Все они родом из детства. Я часто, встречаясь  по работе с маленькими озлобленными существами, преступившими закон, думаю, что у них, наверное, на улице не было хороших соседей   и    не было такой улицы, как у меня.
Улицы дешуланские,   вопреки неизбежно советским «Октябрьской» и «Ингодинской», как звались испокон веку Заречкой, Забегаловкой и Даньчихой, так зовутся и поныне.
Почему  я стала такой и никакой иначе? Наверное, все от улицы. Уличное воспитание, затюканное  сейчас педагогами и психологами, никогда не было отрицательным для меня  и остальных воспитанников   родной  нашей  деревенской  улицы. Плюхи от мяча  во время лапты  не учат чему-то злому или  дикому. Терпишь боль, не плакать же при всех  Кольках и Сашках, учишься увертываться и ждешь похвалы от тех, кто старше. Лапта - самая миролюбивая  и демократичная, она объединяла в одну кучу и семилетних, и семнадцатилетних. А то и папаша чей-нибудь встревал, чтобы показать, как это делается. Самым страшным в лапте было, конечно же, желание родителей загнать домой, когда  уже темнело и   жгучий верткий мяч становился  трудноразличимым. Ох и прилетало порой от этого мячика не по-детски! Кружился звездопад в глазах, несмотря на закатное солнышко, или зрели потом фиолетовые отметины то там, то сям по телу ..
Пасхальные качели во дворе  у деда Спиридона  на внушительных тросах и опорах,  тоже не дарили ничего, кроме чувства  щенячьего восторга, когда в верхней точке полета  становились видны  утесы скалы  Бойца за Ингодой. Мы сутками кромсали  какую-то логарифмическую таблицу на «билеты  на самолет», и весь апрель- май  летали на этом «самолете»,   пугая бабку Феклу, которая торопливо мела мимо нас сарафаном, семенила   то к курам, то к поросятам; опасливо нас оглядывала  каждый раз, и убеждалась, что еще все живы.

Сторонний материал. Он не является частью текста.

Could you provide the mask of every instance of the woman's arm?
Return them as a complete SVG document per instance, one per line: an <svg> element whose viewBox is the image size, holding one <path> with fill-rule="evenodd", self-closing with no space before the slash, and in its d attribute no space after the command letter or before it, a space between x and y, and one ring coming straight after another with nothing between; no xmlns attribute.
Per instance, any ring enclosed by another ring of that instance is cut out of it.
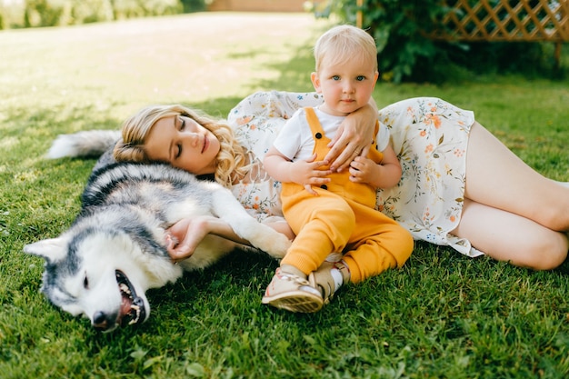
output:
<svg viewBox="0 0 569 379"><path fill-rule="evenodd" d="M332 150L324 157L333 171L347 169L357 155L365 156L374 139L377 105L373 98L367 105L350 114L328 146Z"/></svg>

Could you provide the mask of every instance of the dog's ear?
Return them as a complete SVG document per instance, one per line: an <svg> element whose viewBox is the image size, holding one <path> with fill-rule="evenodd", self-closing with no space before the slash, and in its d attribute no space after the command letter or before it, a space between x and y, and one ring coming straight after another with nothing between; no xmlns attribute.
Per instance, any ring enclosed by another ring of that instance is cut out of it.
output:
<svg viewBox="0 0 569 379"><path fill-rule="evenodd" d="M56 262L67 254L67 241L63 237L49 238L24 246L24 252Z"/></svg>

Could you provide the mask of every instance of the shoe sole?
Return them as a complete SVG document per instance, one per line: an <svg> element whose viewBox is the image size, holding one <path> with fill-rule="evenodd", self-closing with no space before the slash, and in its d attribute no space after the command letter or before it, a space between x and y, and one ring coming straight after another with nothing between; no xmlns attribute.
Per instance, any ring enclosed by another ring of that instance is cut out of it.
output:
<svg viewBox="0 0 569 379"><path fill-rule="evenodd" d="M287 293L277 296L263 297L262 304L290 312L312 314L324 306L322 297L305 292Z"/></svg>

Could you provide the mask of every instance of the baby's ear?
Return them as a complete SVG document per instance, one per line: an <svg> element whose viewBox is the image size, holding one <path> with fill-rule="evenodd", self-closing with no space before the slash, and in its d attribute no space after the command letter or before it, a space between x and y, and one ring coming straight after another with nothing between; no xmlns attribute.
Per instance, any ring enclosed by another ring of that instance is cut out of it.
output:
<svg viewBox="0 0 569 379"><path fill-rule="evenodd" d="M320 94L322 89L320 88L320 77L318 76L318 73L312 73L310 75L310 81L312 85L314 86L314 90Z"/></svg>
<svg viewBox="0 0 569 379"><path fill-rule="evenodd" d="M26 244L24 253L41 256L51 263L56 262L67 254L67 241L63 237L45 239Z"/></svg>

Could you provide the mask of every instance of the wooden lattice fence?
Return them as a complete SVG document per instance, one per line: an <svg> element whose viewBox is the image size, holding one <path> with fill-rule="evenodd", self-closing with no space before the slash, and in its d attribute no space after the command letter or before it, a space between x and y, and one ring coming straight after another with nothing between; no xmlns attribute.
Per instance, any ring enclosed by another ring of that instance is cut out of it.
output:
<svg viewBox="0 0 569 379"><path fill-rule="evenodd" d="M357 0L361 4L361 0ZM443 0L450 11L428 36L446 41L569 41L569 0ZM362 23L362 15L357 22Z"/></svg>

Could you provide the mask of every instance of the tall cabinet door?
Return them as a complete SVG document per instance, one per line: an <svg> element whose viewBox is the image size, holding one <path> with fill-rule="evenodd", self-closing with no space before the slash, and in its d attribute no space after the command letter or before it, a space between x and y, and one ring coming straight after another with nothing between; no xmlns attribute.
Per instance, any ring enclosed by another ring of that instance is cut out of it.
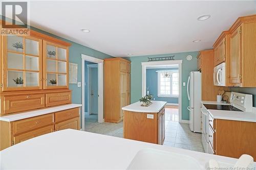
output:
<svg viewBox="0 0 256 170"><path fill-rule="evenodd" d="M127 104L126 105L131 104L131 74L126 74L127 80Z"/></svg>
<svg viewBox="0 0 256 170"><path fill-rule="evenodd" d="M44 89L69 88L69 49L44 41Z"/></svg>
<svg viewBox="0 0 256 170"><path fill-rule="evenodd" d="M3 91L42 89L41 44L32 36L3 37Z"/></svg>
<svg viewBox="0 0 256 170"><path fill-rule="evenodd" d="M230 36L230 55L229 61L229 75L230 83L241 83L241 27Z"/></svg>
<svg viewBox="0 0 256 170"><path fill-rule="evenodd" d="M126 72L120 73L120 118L123 117L122 107L127 105L127 75Z"/></svg>

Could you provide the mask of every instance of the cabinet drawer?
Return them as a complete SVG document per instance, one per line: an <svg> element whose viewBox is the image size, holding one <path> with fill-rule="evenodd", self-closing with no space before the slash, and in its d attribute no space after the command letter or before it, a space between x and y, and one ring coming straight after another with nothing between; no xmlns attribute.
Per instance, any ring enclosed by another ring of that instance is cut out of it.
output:
<svg viewBox="0 0 256 170"><path fill-rule="evenodd" d="M55 113L55 122L79 116L78 108L61 111Z"/></svg>
<svg viewBox="0 0 256 170"><path fill-rule="evenodd" d="M53 113L26 118L13 122L13 134L26 132L53 124Z"/></svg>
<svg viewBox="0 0 256 170"><path fill-rule="evenodd" d="M80 130L80 117L74 118L55 125L56 131L67 129Z"/></svg>
<svg viewBox="0 0 256 170"><path fill-rule="evenodd" d="M45 107L45 94L7 96L4 98L4 114L41 108Z"/></svg>
<svg viewBox="0 0 256 170"><path fill-rule="evenodd" d="M71 102L70 92L48 93L46 94L46 107L59 105Z"/></svg>
<svg viewBox="0 0 256 170"><path fill-rule="evenodd" d="M54 126L52 125L14 136L14 143L17 144L35 137L52 132L54 130Z"/></svg>

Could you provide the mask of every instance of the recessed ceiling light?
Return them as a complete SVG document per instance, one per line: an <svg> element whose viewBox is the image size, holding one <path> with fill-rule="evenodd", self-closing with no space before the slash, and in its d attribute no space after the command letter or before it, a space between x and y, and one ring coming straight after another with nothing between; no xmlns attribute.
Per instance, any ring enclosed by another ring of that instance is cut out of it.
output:
<svg viewBox="0 0 256 170"><path fill-rule="evenodd" d="M198 42L201 41L201 39L196 39L193 41L193 42Z"/></svg>
<svg viewBox="0 0 256 170"><path fill-rule="evenodd" d="M90 32L90 30L88 29L81 29L81 31L82 31L84 33L89 33Z"/></svg>
<svg viewBox="0 0 256 170"><path fill-rule="evenodd" d="M210 17L210 15L202 15L199 16L198 18L197 18L197 20L204 20L208 19L209 17Z"/></svg>

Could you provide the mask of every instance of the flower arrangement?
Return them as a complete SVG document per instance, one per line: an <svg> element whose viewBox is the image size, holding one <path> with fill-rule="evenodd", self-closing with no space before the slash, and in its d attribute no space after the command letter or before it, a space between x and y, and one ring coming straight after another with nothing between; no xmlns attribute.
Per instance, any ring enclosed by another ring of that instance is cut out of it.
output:
<svg viewBox="0 0 256 170"><path fill-rule="evenodd" d="M56 52L54 51L47 51L47 54L51 57L52 56L55 56L56 55Z"/></svg>
<svg viewBox="0 0 256 170"><path fill-rule="evenodd" d="M49 83L51 84L56 84L57 80L54 79L50 79L49 81Z"/></svg>
<svg viewBox="0 0 256 170"><path fill-rule="evenodd" d="M12 43L12 46L16 49L23 49L23 44L20 42L15 42Z"/></svg>
<svg viewBox="0 0 256 170"><path fill-rule="evenodd" d="M17 78L16 79L12 79L16 84L23 84L24 80L21 77Z"/></svg>
<svg viewBox="0 0 256 170"><path fill-rule="evenodd" d="M151 100L153 98L153 95L152 94L146 95L140 98L140 102L143 102L142 105L143 106L146 106L151 103Z"/></svg>

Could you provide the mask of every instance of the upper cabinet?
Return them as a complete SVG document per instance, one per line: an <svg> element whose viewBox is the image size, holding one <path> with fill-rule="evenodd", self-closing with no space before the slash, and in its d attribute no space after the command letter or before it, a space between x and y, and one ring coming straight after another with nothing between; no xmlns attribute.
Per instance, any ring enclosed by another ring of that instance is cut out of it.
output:
<svg viewBox="0 0 256 170"><path fill-rule="evenodd" d="M3 36L3 90L42 89L40 39Z"/></svg>
<svg viewBox="0 0 256 170"><path fill-rule="evenodd" d="M215 65L226 62L227 86L256 87L255 46L256 15L239 17L216 40Z"/></svg>
<svg viewBox="0 0 256 170"><path fill-rule="evenodd" d="M68 88L68 48L44 41L44 88Z"/></svg>
<svg viewBox="0 0 256 170"><path fill-rule="evenodd" d="M0 91L68 88L69 43L32 30L1 37Z"/></svg>

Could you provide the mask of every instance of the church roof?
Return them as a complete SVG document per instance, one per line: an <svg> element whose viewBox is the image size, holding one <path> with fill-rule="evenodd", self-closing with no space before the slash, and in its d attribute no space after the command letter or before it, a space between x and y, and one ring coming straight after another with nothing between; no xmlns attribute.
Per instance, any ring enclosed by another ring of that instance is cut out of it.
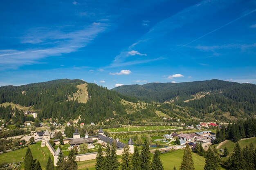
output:
<svg viewBox="0 0 256 170"><path fill-rule="evenodd" d="M47 135L50 135L51 134L50 134L50 133L49 133L49 132L48 131L48 129L46 129L46 130L45 130L45 133L44 133L43 135L44 136L47 136Z"/></svg>
<svg viewBox="0 0 256 170"><path fill-rule="evenodd" d="M108 143L110 145L112 144L113 141L114 140L114 139L109 137L108 136L100 134L98 135L98 138L104 142L106 143ZM116 143L117 144L117 147L118 148L123 148L124 147L124 144L119 141L117 141L116 140Z"/></svg>
<svg viewBox="0 0 256 170"><path fill-rule="evenodd" d="M60 155L60 153L62 151L61 151L61 150L60 148L58 147L57 148L57 150L56 150L55 153L54 153L54 156L58 156L58 155Z"/></svg>
<svg viewBox="0 0 256 170"><path fill-rule="evenodd" d="M102 129L101 128L99 129L99 133L103 133L104 132L103 132L103 130L102 130Z"/></svg>
<svg viewBox="0 0 256 170"><path fill-rule="evenodd" d="M91 138L85 139L84 138L81 138L78 139L73 139L70 141L70 144L71 145L75 145L76 144L92 143L94 141L94 140L92 139Z"/></svg>
<svg viewBox="0 0 256 170"><path fill-rule="evenodd" d="M76 128L76 131L75 131L75 132L74 133L73 135L79 135L79 134L80 133L78 132L78 131L77 130L77 128Z"/></svg>
<svg viewBox="0 0 256 170"><path fill-rule="evenodd" d="M129 141L128 141L128 145L134 145L134 142L132 140L132 138L130 138L130 139L129 139Z"/></svg>

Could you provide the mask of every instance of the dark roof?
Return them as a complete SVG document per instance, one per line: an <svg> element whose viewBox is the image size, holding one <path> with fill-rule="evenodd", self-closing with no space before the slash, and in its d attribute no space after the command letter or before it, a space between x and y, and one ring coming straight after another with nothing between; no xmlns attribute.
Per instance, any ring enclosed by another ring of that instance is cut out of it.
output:
<svg viewBox="0 0 256 170"><path fill-rule="evenodd" d="M129 141L128 141L128 145L134 145L134 143L132 141L132 138L130 138L130 139L129 139Z"/></svg>
<svg viewBox="0 0 256 170"><path fill-rule="evenodd" d="M91 139L85 139L83 138L74 139L70 141L70 144L71 145L75 145L76 144L82 144L88 143L92 143L94 141Z"/></svg>
<svg viewBox="0 0 256 170"><path fill-rule="evenodd" d="M172 133L172 136L178 136L178 134L176 133Z"/></svg>
<svg viewBox="0 0 256 170"><path fill-rule="evenodd" d="M77 128L76 129L76 131L75 131L75 132L73 134L73 135L80 135L80 133L78 132L78 131L77 130Z"/></svg>
<svg viewBox="0 0 256 170"><path fill-rule="evenodd" d="M108 136L105 135L102 135L99 134L98 135L98 138L101 140L104 141L106 143L108 143L110 144L112 144L113 142L114 139L111 137L109 137ZM118 148L123 148L125 145L124 143L121 142L120 141L117 141L116 140L116 143L117 144L117 147Z"/></svg>
<svg viewBox="0 0 256 170"><path fill-rule="evenodd" d="M102 129L101 128L99 129L99 133L104 133L104 132L103 132L103 130L102 130Z"/></svg>
<svg viewBox="0 0 256 170"><path fill-rule="evenodd" d="M43 136L44 133L45 133L44 132L36 132L36 133L40 136Z"/></svg>

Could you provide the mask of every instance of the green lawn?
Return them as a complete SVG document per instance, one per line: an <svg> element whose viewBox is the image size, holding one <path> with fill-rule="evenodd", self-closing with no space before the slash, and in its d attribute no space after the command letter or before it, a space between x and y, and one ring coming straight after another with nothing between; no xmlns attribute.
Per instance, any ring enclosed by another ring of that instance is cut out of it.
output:
<svg viewBox="0 0 256 170"><path fill-rule="evenodd" d="M47 159L49 156L51 156L52 160L53 160L53 156L48 150L48 148L41 147L41 141L29 145L29 147L31 149L34 159L39 161L43 169L45 169L46 166ZM24 158L27 149L27 148L25 148L0 155L0 163L11 163L24 161ZM44 154L43 153L42 151Z"/></svg>
<svg viewBox="0 0 256 170"><path fill-rule="evenodd" d="M172 130L176 128L180 128L178 127L171 126L127 126L124 128L112 128L110 129L105 129L109 132L134 132L143 130Z"/></svg>

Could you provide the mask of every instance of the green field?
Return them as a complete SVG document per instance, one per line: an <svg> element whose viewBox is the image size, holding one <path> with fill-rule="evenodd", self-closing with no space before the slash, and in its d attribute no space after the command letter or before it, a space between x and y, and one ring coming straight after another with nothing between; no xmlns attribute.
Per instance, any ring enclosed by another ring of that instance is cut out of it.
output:
<svg viewBox="0 0 256 170"><path fill-rule="evenodd" d="M172 130L173 129L181 128L180 127L171 126L127 126L124 128L112 128L104 129L109 132L135 132L143 130Z"/></svg>
<svg viewBox="0 0 256 170"><path fill-rule="evenodd" d="M248 139L243 139L238 141L238 143L242 149L245 147L246 145L247 145L249 146L249 144L250 144L251 142L252 142L254 145L254 147L256 148L256 137ZM229 151L229 154L231 154L233 152L233 150L235 144L235 143L229 140L227 140L220 147L220 148L218 149L218 150L220 150L221 149L224 150L224 148L226 147ZM219 144L214 145L214 146L216 147L217 147L218 145L219 145Z"/></svg>
<svg viewBox="0 0 256 170"><path fill-rule="evenodd" d="M29 145L29 147L31 149L34 159L39 161L43 169L45 169L46 166L47 159L49 156L51 156L52 160L53 160L53 156L48 150L48 148L41 147L41 141L33 145ZM27 149L27 148L25 148L23 149L0 155L0 163L11 163L24 161L24 158L25 157L25 154ZM44 154L43 153L42 151L43 152Z"/></svg>

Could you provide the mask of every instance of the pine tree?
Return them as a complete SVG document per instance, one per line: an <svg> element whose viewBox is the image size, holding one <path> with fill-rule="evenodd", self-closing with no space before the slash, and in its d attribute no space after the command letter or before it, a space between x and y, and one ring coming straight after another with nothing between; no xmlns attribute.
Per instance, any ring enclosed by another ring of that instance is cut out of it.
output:
<svg viewBox="0 0 256 170"><path fill-rule="evenodd" d="M42 170L42 168L41 167L41 165L40 165L40 163L39 161L38 160L36 161L34 170Z"/></svg>
<svg viewBox="0 0 256 170"><path fill-rule="evenodd" d="M117 160L117 144L115 140L113 140L111 144L111 149L110 152L111 164L112 170L118 170L119 162Z"/></svg>
<svg viewBox="0 0 256 170"><path fill-rule="evenodd" d="M135 146L134 152L132 157L131 170L141 170L141 157L137 146Z"/></svg>
<svg viewBox="0 0 256 170"><path fill-rule="evenodd" d="M223 152L223 155L224 157L227 157L229 154L229 153L228 150L227 150L227 148L226 147L225 147L225 148L224 148L224 152Z"/></svg>
<svg viewBox="0 0 256 170"><path fill-rule="evenodd" d="M25 157L24 170L33 170L36 161L34 159L31 152L29 152Z"/></svg>
<svg viewBox="0 0 256 170"><path fill-rule="evenodd" d="M72 165L74 165L74 167L76 167L76 169L78 168L77 166L77 162L76 158L75 152L76 150L74 149L71 149L68 154L68 160L72 163Z"/></svg>
<svg viewBox="0 0 256 170"><path fill-rule="evenodd" d="M54 170L54 167L53 165L53 162L52 161L51 157L49 156L48 158L48 161L47 161L47 164L46 164L46 168L45 170Z"/></svg>
<svg viewBox="0 0 256 170"><path fill-rule="evenodd" d="M106 156L104 157L104 170L110 170L112 168L112 165L111 162L111 148L109 144L108 143L106 146Z"/></svg>
<svg viewBox="0 0 256 170"><path fill-rule="evenodd" d="M194 170L194 162L192 157L190 147L186 145L184 150L184 155L180 167L180 170Z"/></svg>
<svg viewBox="0 0 256 170"><path fill-rule="evenodd" d="M238 142L236 143L234 152L229 158L229 168L231 170L244 170L245 163L241 151L241 148Z"/></svg>
<svg viewBox="0 0 256 170"><path fill-rule="evenodd" d="M150 170L150 157L149 151L149 144L148 140L145 140L144 146L141 152L141 170Z"/></svg>
<svg viewBox="0 0 256 170"><path fill-rule="evenodd" d="M122 155L122 163L121 163L122 170L130 170L130 169L129 150L130 147L126 144L124 148Z"/></svg>
<svg viewBox="0 0 256 170"><path fill-rule="evenodd" d="M61 147L59 147L60 148ZM62 151L61 150L61 152L60 152L60 154L58 156L58 158L57 159L57 167L58 168L59 168L61 167L63 163L64 162L64 156L63 155L63 153L62 152Z"/></svg>
<svg viewBox="0 0 256 170"><path fill-rule="evenodd" d="M96 170L103 170L104 158L102 154L102 146L100 145L98 150L98 153L96 157L96 163L95 164Z"/></svg>
<svg viewBox="0 0 256 170"><path fill-rule="evenodd" d="M216 151L215 151L213 149L210 147L208 150L206 152L206 156L205 165L204 167L204 170L219 170L218 155L217 155Z"/></svg>
<svg viewBox="0 0 256 170"><path fill-rule="evenodd" d="M158 149L155 150L155 154L153 157L153 160L151 166L152 170L164 170L163 163L160 159L161 153Z"/></svg>
<svg viewBox="0 0 256 170"><path fill-rule="evenodd" d="M61 136L61 139L60 139L60 145L64 145L64 141L63 141L63 137L62 136Z"/></svg>

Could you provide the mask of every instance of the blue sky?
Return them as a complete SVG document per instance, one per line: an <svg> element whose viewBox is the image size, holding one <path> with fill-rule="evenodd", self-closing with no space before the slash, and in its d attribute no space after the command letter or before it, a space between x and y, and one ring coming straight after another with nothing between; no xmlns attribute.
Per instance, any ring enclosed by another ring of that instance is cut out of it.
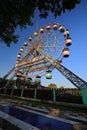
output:
<svg viewBox="0 0 87 130"><path fill-rule="evenodd" d="M32 27L28 26L23 31L16 30L20 36L17 44L12 44L9 48L4 43L0 43L0 77L3 77L15 65L16 55L27 36L32 35L37 27L43 27L50 22L58 22L69 29L72 38L70 56L64 59L62 64L87 81L87 1L82 0L74 10L66 11L56 19L51 14L47 19L40 19L38 14L35 14L33 21ZM47 86L50 83L69 88L75 87L56 69L52 72L51 80L47 80L45 77L41 80L42 85Z"/></svg>

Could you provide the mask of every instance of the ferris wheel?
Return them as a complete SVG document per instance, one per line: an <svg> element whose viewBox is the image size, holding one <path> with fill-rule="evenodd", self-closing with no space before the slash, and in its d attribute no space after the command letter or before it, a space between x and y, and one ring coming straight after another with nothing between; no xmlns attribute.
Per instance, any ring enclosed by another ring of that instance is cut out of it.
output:
<svg viewBox="0 0 87 130"><path fill-rule="evenodd" d="M52 78L51 72L54 66L46 57L50 56L61 64L63 58L69 56L71 44L69 30L60 23L48 23L40 27L26 38L18 51L16 76L34 79L46 74L47 79Z"/></svg>

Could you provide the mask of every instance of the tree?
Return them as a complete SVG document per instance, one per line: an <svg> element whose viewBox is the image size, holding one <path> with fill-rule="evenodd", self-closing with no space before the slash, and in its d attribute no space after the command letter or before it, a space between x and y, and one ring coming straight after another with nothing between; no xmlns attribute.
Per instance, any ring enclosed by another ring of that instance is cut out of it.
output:
<svg viewBox="0 0 87 130"><path fill-rule="evenodd" d="M0 40L10 46L17 43L16 28L25 28L33 25L32 18L35 9L41 18L46 18L49 12L54 17L61 15L66 10L72 10L80 0L1 0L0 1Z"/></svg>

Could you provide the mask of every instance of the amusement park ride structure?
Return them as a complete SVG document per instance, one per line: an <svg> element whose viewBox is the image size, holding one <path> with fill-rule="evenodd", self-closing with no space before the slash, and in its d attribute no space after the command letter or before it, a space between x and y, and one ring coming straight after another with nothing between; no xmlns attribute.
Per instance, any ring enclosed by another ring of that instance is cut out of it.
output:
<svg viewBox="0 0 87 130"><path fill-rule="evenodd" d="M16 57L15 66L3 77L40 79L46 75L52 78L52 70L56 68L78 89L87 88L87 82L62 65L63 58L69 56L72 44L69 30L60 23L49 23L40 27L33 36L28 36Z"/></svg>

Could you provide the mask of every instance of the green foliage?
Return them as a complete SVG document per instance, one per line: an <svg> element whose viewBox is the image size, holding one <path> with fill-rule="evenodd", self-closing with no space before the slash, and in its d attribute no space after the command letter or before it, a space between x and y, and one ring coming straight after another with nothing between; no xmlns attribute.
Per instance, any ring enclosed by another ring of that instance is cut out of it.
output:
<svg viewBox="0 0 87 130"><path fill-rule="evenodd" d="M49 84L49 85L48 85L48 88L52 88L52 89L53 89L53 88L55 88L55 89L56 89L56 88L57 88L57 85L56 85L56 84L51 83L51 84Z"/></svg>
<svg viewBox="0 0 87 130"><path fill-rule="evenodd" d="M17 43L19 36L16 28L25 28L33 25L32 18L38 8L39 16L46 18L49 12L54 17L61 15L65 10L72 10L80 0L1 0L0 1L0 40L10 46Z"/></svg>

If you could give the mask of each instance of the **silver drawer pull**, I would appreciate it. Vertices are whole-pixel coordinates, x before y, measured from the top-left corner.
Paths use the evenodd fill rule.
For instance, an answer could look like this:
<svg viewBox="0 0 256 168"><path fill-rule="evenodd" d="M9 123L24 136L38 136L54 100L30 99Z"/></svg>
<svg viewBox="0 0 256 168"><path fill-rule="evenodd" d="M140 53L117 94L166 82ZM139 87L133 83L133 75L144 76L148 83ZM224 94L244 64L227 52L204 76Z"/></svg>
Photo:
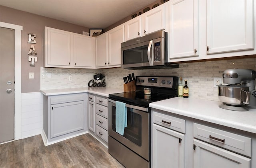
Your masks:
<svg viewBox="0 0 256 168"><path fill-rule="evenodd" d="M170 125L172 123L171 122L166 121L164 121L163 119L162 120L162 123L165 123L166 124L169 124L169 125Z"/></svg>
<svg viewBox="0 0 256 168"><path fill-rule="evenodd" d="M218 141L219 141L222 142L223 143L225 142L225 139L219 139L218 138L215 138L215 137L212 137L212 136L210 135L209 136L209 137L211 139L215 139L215 140Z"/></svg>

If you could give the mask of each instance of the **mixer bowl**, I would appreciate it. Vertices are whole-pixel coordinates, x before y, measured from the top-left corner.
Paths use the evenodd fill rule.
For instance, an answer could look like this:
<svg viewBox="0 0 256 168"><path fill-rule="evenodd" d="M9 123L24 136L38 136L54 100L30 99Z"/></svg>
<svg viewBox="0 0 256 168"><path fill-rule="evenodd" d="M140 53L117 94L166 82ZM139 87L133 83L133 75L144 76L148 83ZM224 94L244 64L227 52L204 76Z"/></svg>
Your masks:
<svg viewBox="0 0 256 168"><path fill-rule="evenodd" d="M219 85L218 97L224 104L233 106L249 104L249 87L244 86Z"/></svg>

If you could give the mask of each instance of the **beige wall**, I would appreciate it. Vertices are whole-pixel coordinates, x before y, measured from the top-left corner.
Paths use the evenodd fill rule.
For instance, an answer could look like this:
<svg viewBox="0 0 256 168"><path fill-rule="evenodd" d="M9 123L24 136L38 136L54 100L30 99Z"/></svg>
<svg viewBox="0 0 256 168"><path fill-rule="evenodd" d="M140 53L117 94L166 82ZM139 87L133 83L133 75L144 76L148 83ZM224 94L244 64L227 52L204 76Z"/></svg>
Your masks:
<svg viewBox="0 0 256 168"><path fill-rule="evenodd" d="M22 26L22 31L21 73L22 93L40 91L40 67L43 66L43 37L45 26L79 34L82 31L89 32L89 29L39 15L0 6L0 21ZM31 44L28 43L28 33L36 34L34 45L37 53L36 66L30 66L28 53ZM34 79L28 79L28 73L34 72Z"/></svg>

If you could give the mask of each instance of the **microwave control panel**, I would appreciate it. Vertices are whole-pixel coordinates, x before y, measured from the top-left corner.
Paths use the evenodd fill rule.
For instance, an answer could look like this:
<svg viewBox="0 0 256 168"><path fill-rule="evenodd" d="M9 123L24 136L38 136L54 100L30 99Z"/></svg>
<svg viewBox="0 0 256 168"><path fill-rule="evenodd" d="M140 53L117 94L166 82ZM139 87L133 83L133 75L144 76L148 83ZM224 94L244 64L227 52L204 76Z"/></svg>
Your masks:
<svg viewBox="0 0 256 168"><path fill-rule="evenodd" d="M154 61L161 61L161 43L160 42L155 43L154 54Z"/></svg>

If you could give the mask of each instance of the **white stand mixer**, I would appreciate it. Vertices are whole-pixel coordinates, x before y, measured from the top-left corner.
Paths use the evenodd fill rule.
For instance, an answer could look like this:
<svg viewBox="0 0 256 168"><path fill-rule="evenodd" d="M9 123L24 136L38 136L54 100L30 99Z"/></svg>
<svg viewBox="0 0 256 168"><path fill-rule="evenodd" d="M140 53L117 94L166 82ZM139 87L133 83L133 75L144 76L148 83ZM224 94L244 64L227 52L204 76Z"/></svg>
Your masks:
<svg viewBox="0 0 256 168"><path fill-rule="evenodd" d="M223 83L219 85L220 108L244 111L256 109L256 71L252 69L228 69L223 74Z"/></svg>

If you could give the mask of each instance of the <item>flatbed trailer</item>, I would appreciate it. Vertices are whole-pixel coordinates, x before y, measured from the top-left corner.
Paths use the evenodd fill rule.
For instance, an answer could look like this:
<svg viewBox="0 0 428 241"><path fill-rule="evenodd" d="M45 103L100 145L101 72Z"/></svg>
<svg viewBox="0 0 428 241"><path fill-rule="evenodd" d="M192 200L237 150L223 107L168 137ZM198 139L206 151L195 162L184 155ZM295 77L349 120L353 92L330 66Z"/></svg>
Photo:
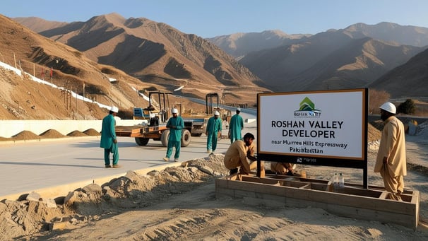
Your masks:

«Гуляйтя бравенько, да не  деритеся, как варнаки! Сашка!  Не пушись  камням!   Стеклину  сломишь, матка   потом  тебе  дась дак  дась»  – приговаривала, вручая нам  свежеиспеченные пироги   с капустой,  с   рыжеватой  корочкой …Запах пирогов  манил   в сенцы    за  какой- нибудь надобностью,   там и в избу робко шагнешь.  Бабка Фекла  тут  же руки  об запон  вытрет,  из только что  вынутого противня    выхватит    еще  один,  самый румяный   пирожок, не забыв  его мазануть масляным  перышком    напоследок.  А  дух   у этих  пирогов -     и  через    сорок  лет   манит!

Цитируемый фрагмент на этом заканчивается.